El nombre de la ciudad, Obsidianus Umbra, se remonta al latín, inspirado por las leyendas de un hombre considerado un héroe en las historias antiguas. Cuentan que hace eones, las sombras amenazaron con devorar el mundo, una referencia a la invasión de demonios. Pero, según la leyenda, un hombre valiente y honorable se sacrificó para cerrar la brecha entre el reino demoníaco y el humano. Ese hombre, cuyo nombre es la base de la ciudad, se convirtió en una figura mítica. Sin embargo, siempre he considerado esas historias como meros cuentos, fábulas que buscan infundir temor o esperanza en los corazones de aquellos que las escuchan. ¿Veracidad en esas leyendas? Lo dudo. Continuaré explorando las sombras del presente, entre los muros de Obsidianus Umbra, tratando de encontrar un sentido en esta dualidad entre mi nobleza y la realidad cruda que se desenvuelve ante mis ojos.
Mientras devoraba mis fideos picantes de Chongqing, mi atención fue capturada por una joven dama de enigmática belleza. Su cabello negro caía en cascadas y sus ojos, de un violeta profundo, parecían guardar secretos tan oscuros como las noches misteriosas. Mi curiosidad me impulsó a acercarme, así que salí del restaurante, pero antes de que pudiera intercambiar palabras, mi mirada se desvió hacia un callejón cercano. Dos figuras yacían en el suelo, revelando un suceso tan inesperado como macabro. Mi corazón se aceleró y, en un estado eufórico, me dirigí hacia ellos con la esperanza de ofrecer ayuda.

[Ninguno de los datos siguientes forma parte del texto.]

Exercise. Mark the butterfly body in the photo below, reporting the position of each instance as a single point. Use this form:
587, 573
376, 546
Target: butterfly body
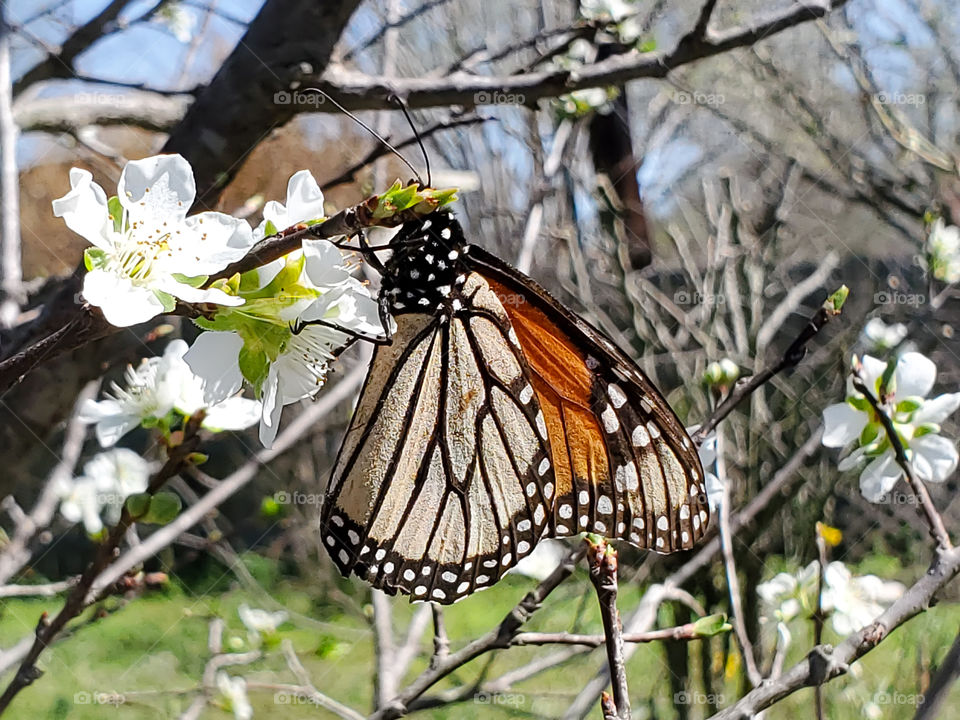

La sorpresa y el horror se apoderaron de mí cuando reconocí a las dos personas. Eran mis padres, vestidos de manera peculiar con ropas oscuras y un símbolo ligeramente diferente al de nuestra casa. Un escalofrío recorrió mi espina dorsal al darme cuenta de que había visto ese símbolo antes, aunque no podía recordar dónde.
La escena en el callejón se volvía más sombría con cada segundo. El suelo estaba teñido de rojo y mi rostro palideció ante la terrible realidad. A pesar del shock inicial, reuní fuerzas para llamar a la policía imperial.
La llegada de las autoridades no tardó en suceder, y mi presencia en ese territorio tan ajeno para la nobleza causó sorpresa. Mi respuesta ante la tragedia, sin embargo, parecía desconcertar aún más a los presentes. Los policías, incrédulos, observaban cómo afrontaba la situación con una serenidad inusual. Les expliqué que intenté buscar pistas, pero el callejón reveló poco y nada.
La policía, perpleja, sugirió que el motivo del crimen podría ser un robo. "No tenían nada de valor", murmuré. No había cámaras alrededor, y la búsqueda de pistas fue en vano.
El policía, aturdido por la situación, preguntó si estaba bien. Mi respuesta, indiferente, no encajaba con la tragedia que acababa de presenciar. "Estoy bien", respondí, pero la expresión en sus rostros dejaba claro que no comprendían mi aparente frialdad.